カンノ:結局今享受している自由は、会社の都合で止められる可能性がある自由ですもんね。

三浦:「なんでもある」かと思いきや、「なんにもなくなる」可能性があることが分かったよね。

ハシノ:まだフィジカルがあればね。それを持っている人が何十万人といるわけだから。それが全部ストリーミングになっちゃうと、誰かが止めたら誰も聴けなくなるからね。

三浦:それでいうと、ラジオにはどんな曲でもあるんだよね。リクエストが通れば流れるから。

 

カンノ:サブスクの話が出ましたが、どうやら千明さん、素晴らしいプレイリストを見つけたらしいじゃないですか(笑)

三浦:ついに、最高のプレイリストを見つけてしまいました(笑)Apple Musicなんですが、「ShazamディスカバリーTop50」です!

カンノ:アハハハハッ!

ハシノ:なるほどなぁ〜!これは面白い!

三浦:これですよ!これはリクエストじゃないんですよ。
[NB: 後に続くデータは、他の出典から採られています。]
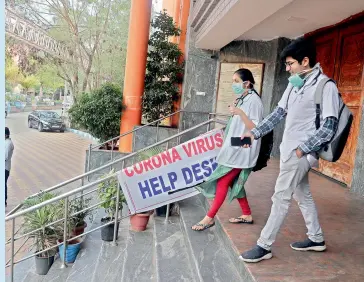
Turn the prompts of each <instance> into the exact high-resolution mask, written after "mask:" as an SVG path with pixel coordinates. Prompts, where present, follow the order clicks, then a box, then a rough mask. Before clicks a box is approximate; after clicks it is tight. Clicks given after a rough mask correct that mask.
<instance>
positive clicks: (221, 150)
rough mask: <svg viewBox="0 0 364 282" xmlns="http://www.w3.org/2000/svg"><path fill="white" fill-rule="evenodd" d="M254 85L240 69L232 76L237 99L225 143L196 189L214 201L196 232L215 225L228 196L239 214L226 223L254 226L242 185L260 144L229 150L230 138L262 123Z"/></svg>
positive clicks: (249, 79)
mask: <svg viewBox="0 0 364 282" xmlns="http://www.w3.org/2000/svg"><path fill="white" fill-rule="evenodd" d="M254 84H255V81H254V78H253V75H252V73H251V71H250V70H248V69H239V70H237V71H236V72H235V73H234V75H233V82H232V88H233V91H234V93H235V94H236V96H237V98H236V100H235V104H234V105H230V106H229V108H230V112H231V114H232V117H231V118H230V120H229V122H228V124H227V126H226V129H225V136H224V143H223V146H222V148H221V150H220V152H219V155H218V156H217V158H216V162H217V164H218V167H217V168H216V170H215V171H214V173H213V174H212V175H211V176H210V177H209V178H208V179H207V181H206V182H204V183H203V184H200V185H199V186H198V187H197V189H199V190H200V191H201V193H202V194H203V195H205V196H206V197H208V198H214V201H213V203H212V205H211V208H210V210H209V211H208V212H207V214H206V216H205V217H204V218H203V219H202V220H201V221H200V222H199V223H197V224H195V225H194V226H192V229H193V230H195V231H203V230H206V229H208V228H210V227H212V226H214V225H215V221H214V217H215V215H216V213H217V212H218V210H219V209H220V207H221V205H222V204H223V202H224V200H225V198H226V196H227V195H228V194H229V196H228V198H229V201H230V202H231V201H232V200H233V199H237V200H238V202H239V205H240V207H241V210H242V215H241V216H239V217H236V218H231V219H230V220H229V221H230V222H231V223H246V224H252V223H253V217H252V215H251V210H250V207H249V203H248V199H247V197H246V193H245V189H244V184H245V182H246V181H247V179H248V176H249V174H250V173H251V171H252V169H253V168H254V166H255V164H256V162H257V159H258V155H259V150H260V140H258V141H257V140H254V141H253V144H252V146H251V147H250V148H243V147H242V146H231V137H241V136H243V134H244V133H245V132H246V131H250V130H251V129H253V128H254V127H255V126H256V125H257V124H258V123H259V122H260V121H261V120H262V119H263V104H262V101H261V99H260V97H259V95H258V93H257V92H256V91H255V90H254ZM229 187H230V189H229Z"/></svg>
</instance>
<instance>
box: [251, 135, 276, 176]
mask: <svg viewBox="0 0 364 282" xmlns="http://www.w3.org/2000/svg"><path fill="white" fill-rule="evenodd" d="M272 148H273V130H272V131H271V132H269V133H268V134H267V135H265V136H263V137H262V142H261V145H260V151H259V156H258V160H257V163H256V165H255V167H254V168H253V171H258V170H261V169H262V168H264V167H266V166H267V164H268V161H269V159H270V154H271V152H272Z"/></svg>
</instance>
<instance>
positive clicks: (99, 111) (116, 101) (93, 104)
mask: <svg viewBox="0 0 364 282" xmlns="http://www.w3.org/2000/svg"><path fill="white" fill-rule="evenodd" d="M124 109H125V106H124V105H123V95H122V91H121V88H120V87H119V86H117V85H114V84H111V83H106V84H104V85H102V87H101V88H100V89H97V90H94V91H92V92H91V93H83V94H81V95H80V97H79V99H78V101H77V102H76V103H75V104H74V105H73V106H72V107H71V108H70V109H69V111H68V113H69V116H70V120H71V123H72V124H74V125H76V126H78V127H79V128H82V129H85V130H87V131H88V132H89V133H90V134H91V135H93V136H94V137H96V138H98V139H100V140H101V141H106V140H108V139H111V138H113V137H115V136H118V135H119V134H120V117H121V113H122V111H123V110H124Z"/></svg>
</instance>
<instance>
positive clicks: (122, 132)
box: [119, 0, 152, 153]
mask: <svg viewBox="0 0 364 282" xmlns="http://www.w3.org/2000/svg"><path fill="white" fill-rule="evenodd" d="M151 10H152V0H143V1H140V0H132V3H131V9H130V20H129V36H128V46H127V54H126V65H125V79H124V91H123V103H124V104H125V105H126V110H124V111H123V113H122V116H121V121H120V135H121V134H123V133H125V132H128V131H131V130H133V129H134V127H135V126H137V125H140V123H141V118H142V96H143V93H144V80H145V71H146V62H147V52H148V40H149V28H150V17H151ZM132 146H133V134H128V135H126V136H125V137H121V138H120V140H119V151H120V152H123V153H130V152H132V149H133V148H132Z"/></svg>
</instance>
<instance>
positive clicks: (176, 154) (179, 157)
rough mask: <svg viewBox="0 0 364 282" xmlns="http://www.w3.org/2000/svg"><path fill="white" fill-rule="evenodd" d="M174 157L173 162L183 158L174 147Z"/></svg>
mask: <svg viewBox="0 0 364 282" xmlns="http://www.w3.org/2000/svg"><path fill="white" fill-rule="evenodd" d="M172 158H173V162H176V161H177V160H179V161H182V158H181V156H180V155H179V154H178V152H177V150H176V148H172Z"/></svg>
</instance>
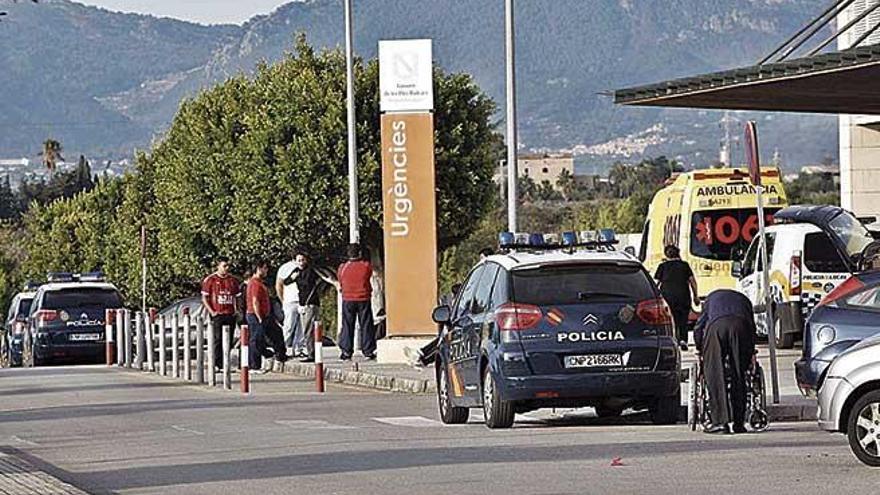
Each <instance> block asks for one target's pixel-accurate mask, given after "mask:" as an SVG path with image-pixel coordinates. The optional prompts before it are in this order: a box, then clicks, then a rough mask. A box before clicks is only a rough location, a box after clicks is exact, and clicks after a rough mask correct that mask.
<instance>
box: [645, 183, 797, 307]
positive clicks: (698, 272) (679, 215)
mask: <svg viewBox="0 0 880 495" xmlns="http://www.w3.org/2000/svg"><path fill="white" fill-rule="evenodd" d="M761 183H762V184H763V185H764V216H765V220H766V222H767V225H770V224H772V223H773V215H774V214H775V213H776V212H777V211H779V210H780V209H782V208H783V207H785V206H787V205H788V199H787V197H786V194H785V189H784V187H783V185H782V178H781V176H780V173H779V169H777V168H769V167H768V168H762V169H761ZM757 233H758V214H757V191H756V190H755V187H754V186H753V185H752V184H751V182H750V181H749V173H748V169H747V168H745V167H743V168H716V169H705V170H695V171H692V172H687V173H682V174H679V175H677V176H673V177H672V178H671V179H670V180H669V181H668V183H667V185H666V187H664V188H663V189H661V190H660V191H658V192H657V194H656V195H655V196H654V199H653V200H652V201H651V205H650V207H649V208H648V217H647V220H646V222H645V228H644V231H643V233H642V243H641V246H640V252H639V257H640V259H641V260H642V262H643V263H644V265H645V267H646V268H647V269H648V270H649V271H650V272H651V273H652V274H653V273H655V271H656V270H657V267H658V266H659V265H660V263H662V262H663V260H664V256H663V249H664V247H665V246H667V245H674V246H677V247H678V248H679V250H681V257H682V259H683V260H684V261H686V262H688V264H690V266H691V269H692V270H693V271H694V275H695V277H696V280H697V287H698V289H699V295H700V297H701V298H702V297H705V296H706V295H708V294H709V293H710V292H712V291H714V290H716V289H736V282H737V280H736V279H735V278H734V277H733V274H732V272H731V268H732V264H733V261H735V260H741V259H742V258H743V256H744V255H745V252H746V250H747V249H748V247H749V245H750V244H751V242H752V239H753V238H754V237H755V236H756V235H757Z"/></svg>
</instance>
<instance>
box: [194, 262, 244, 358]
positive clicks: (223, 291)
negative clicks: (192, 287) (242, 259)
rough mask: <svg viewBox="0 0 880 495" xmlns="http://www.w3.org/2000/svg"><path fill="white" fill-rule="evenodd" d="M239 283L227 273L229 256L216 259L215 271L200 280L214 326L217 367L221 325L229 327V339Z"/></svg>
mask: <svg viewBox="0 0 880 495" xmlns="http://www.w3.org/2000/svg"><path fill="white" fill-rule="evenodd" d="M240 287H241V284H240V283H239V282H238V280H237V279H236V278H235V277H233V276H232V275H230V274H229V258H227V257H225V256H221V257H220V258H218V259H217V271H216V272H214V273H212V274H211V275H208V277H207V278H205V280H203V281H202V304H204V306H205V309H206V310H207V311H208V314H209V315H210V316H211V322H212V323H213V327H214V364H215V366H217V367H218V368H219V367H221V366H222V365H223V338H222V337H221V335H222V332H223V327H224V326H228V327H229V329H230V332H229V339H230V346H229V348H230V349H231V348H232V339H233V338H234V333H235V315H236V313H237V312H238V304H237V302H236V301H237V299H238V296H239V294H240Z"/></svg>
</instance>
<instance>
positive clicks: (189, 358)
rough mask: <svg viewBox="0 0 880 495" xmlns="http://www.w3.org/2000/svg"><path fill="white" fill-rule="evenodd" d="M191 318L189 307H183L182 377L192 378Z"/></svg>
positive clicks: (191, 332)
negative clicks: (182, 373)
mask: <svg viewBox="0 0 880 495" xmlns="http://www.w3.org/2000/svg"><path fill="white" fill-rule="evenodd" d="M191 323H192V319H191V318H190V317H189V308H183V379H184V380H186V381H190V380H192V328H191V325H190V324H191Z"/></svg>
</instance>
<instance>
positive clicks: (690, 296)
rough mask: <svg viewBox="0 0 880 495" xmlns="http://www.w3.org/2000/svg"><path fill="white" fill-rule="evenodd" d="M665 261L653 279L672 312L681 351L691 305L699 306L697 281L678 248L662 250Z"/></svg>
mask: <svg viewBox="0 0 880 495" xmlns="http://www.w3.org/2000/svg"><path fill="white" fill-rule="evenodd" d="M663 253H664V254H665V255H666V260H665V261H664V262H663V263H660V266H658V267H657V273H655V274H654V278H655V279H656V280H657V283H658V284H659V285H660V293H661V294H662V295H663V299H665V300H666V304H668V305H669V309H670V310H671V311H672V321H673V322H674V323H675V330H676V332H675V333H676V338H677V339H678V345H679V347H681V350H683V351H686V350H687V348H688V345H687V337H688V335H687V334H688V317H689V316H690V313H691V303H692V302H693V304H695V305H696V306H699V305H700V298H699V296H698V295H697V279H696V278H695V277H694V272H693V270H691V266H690V265H688V263H687V262H686V261H684V260H682V259H681V252H680V251H679V250H678V247H676V246H673V245H668V246H666V248H665V249H664V250H663Z"/></svg>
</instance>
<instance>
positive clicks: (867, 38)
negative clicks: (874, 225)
mask: <svg viewBox="0 0 880 495" xmlns="http://www.w3.org/2000/svg"><path fill="white" fill-rule="evenodd" d="M877 3H880V0H855V1H854V2H853V3H852V4H851V5H850V6H849V7H848V8H847V9H846V10H845V11H844V12H843V14H842V15H841V16H840V17H839V18H838V20H837V23H838V27H843V26H846V25H847V24H848V23H850V21H852V20H854V19H856V18H857V17H859V16H860V15H861V14H862V13H863V12H865V11H866V10H867V9H869V8H870V7H871V6H873V5H875V4H877ZM878 23H880V9H877V10H874V11H873V13H871V14H870V15H868V16H867V17H865V18H864V19H862V20H861V21H859V22H858V23H857V24H855V25H854V26H853V27H852V28H851V29H849V30H848V31H847V32H846V33H844V34H843V35H842V36H841V37H840V38H838V48H839V49H840V50H846V49H848V48H851V47H852V46H853V44H854V43H855V42H856V41H857V40H858V39H859V38H860V37H861V36H862V35H863V34H865V33H866V32H867V31H868V30H870V29H871V28H872V27H874V26H876V25H877V24H878ZM877 43H880V29H877V30H876V31H875V32H874V33H873V34H872V35H870V36H868V38H866V39H865V40H864V41H863V42H862V43H861V44H860V45H861V46H865V45H873V44H877ZM866 91H875V89H873V88H866ZM840 202H841V206H843V207H844V208H846V209H848V210H850V211H852V212H854V213H856V214H857V215H860V216H871V215H878V216H880V115H841V116H840Z"/></svg>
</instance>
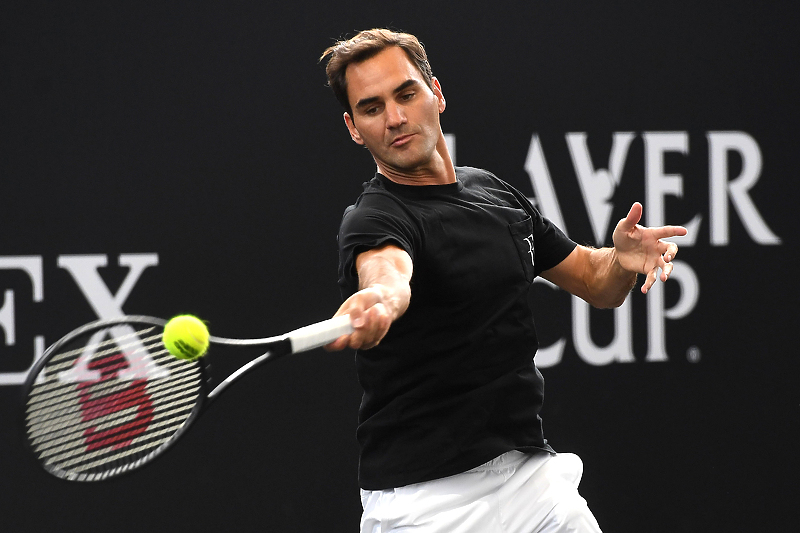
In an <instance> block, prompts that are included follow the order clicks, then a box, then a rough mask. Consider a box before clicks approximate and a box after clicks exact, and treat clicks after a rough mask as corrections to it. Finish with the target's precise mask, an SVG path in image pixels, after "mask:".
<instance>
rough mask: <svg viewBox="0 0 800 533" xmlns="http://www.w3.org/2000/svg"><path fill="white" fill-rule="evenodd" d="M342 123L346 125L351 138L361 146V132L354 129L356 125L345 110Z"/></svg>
mask: <svg viewBox="0 0 800 533" xmlns="http://www.w3.org/2000/svg"><path fill="white" fill-rule="evenodd" d="M344 123H345V125H347V130H348V131H349V132H350V138H351V139H353V142H355V143H356V144H360V145H362V146H363V145H364V140H363V139H362V138H361V134H360V133H358V130H357V129H356V125H355V123H354V122H353V117H351V116H350V113H348V112H347V111H345V112H344Z"/></svg>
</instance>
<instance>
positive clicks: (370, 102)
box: [355, 78, 419, 109]
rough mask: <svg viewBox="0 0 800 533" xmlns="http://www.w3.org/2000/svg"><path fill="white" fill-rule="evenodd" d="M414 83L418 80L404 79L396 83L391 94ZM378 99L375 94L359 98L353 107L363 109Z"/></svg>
mask: <svg viewBox="0 0 800 533" xmlns="http://www.w3.org/2000/svg"><path fill="white" fill-rule="evenodd" d="M416 85H419V81H418V80H415V79H413V78H412V79H410V80H406V81H404V82H403V83H401V84H400V85H398V86H397V88H395V90H394V91H392V94H397V93H401V92H403V91H405V90H406V89H408V88H409V87H413V86H416ZM378 100H380V98H379V97H377V96H370V97H368V98H362V99H361V100H359V101H358V102H356V105H355V108H356V109H363V108H364V107H367V106H368V105H370V104H371V103H373V102H376V101H378Z"/></svg>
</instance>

これって、「なんだろう?」と思ってShazamしてるわけだから。

カンノ:これ、人間の無意識の集合体じゃないですか!

三浦・ハシノ:そうそう!

ハシノ:誰もコントロールできないよね。

三浦:分かんないんだよね。世界中だから、国もどこか分からないの(笑)

カンノ:世界かぁ〜(笑)

(注:調べたら日本でShazamされたランキングを紹介するHPは存在しました。各国のものも見ることができます)

三浦:次の曲で、何の曲とか何語とか歌モノかインストかとかも全然分からなくて。

ハシノ:おもしれ〜!

三浦:「多くの人が気になった」という観点だけだから。

カンノ:人種、国籍全く関係ないっていうね。まぁ、人口の絶対数はあるからあれですけど。これって人類が気になったベスト50ですからね。

ハシノ:すごいよね〜。

三浦:お金かけた宣伝とかじゃないからね。気になったという観点だから、みんなが知ってる曲は入ってこないのよ。曲を知ってたらShazamしないからさ。

カンノ:本当に無意識の集合体だ!

三浦:ヒット寸前の曲たちだよね。ここからすごく売れる曲が出てくるかもしれない。この時点では、知らないからShazamをするわけで。これは本当に聴きがいがあるよ。

ハシノ:時代も新しいかどうかは関係ないもんね。

三浦:でもなにかで流れて、気になってShazamするわけだから。

カンノ:マジのビッグデータですもんね。

ハシノ:まさに。

カンノ:この分野でいうとShazamは独占企業ですからね(笑)いやぁ、ラジオ日本でこのランキング番組やってくれないかな。「Shazam Top10」とか(笑)

三浦:やってほしい!

カンノ:ただこのランキングを分析して語れる人はまだいないか(笑)やっぱり音楽の切り口って大事ですよね。本当面白いなぁ。なんでもある。

ハシノ:この切り口は完全に新しいよね。

三浦:私は音楽とうっかり出会いたくてラジオを聞いてるのね。これは新しいうっかりですよ(笑)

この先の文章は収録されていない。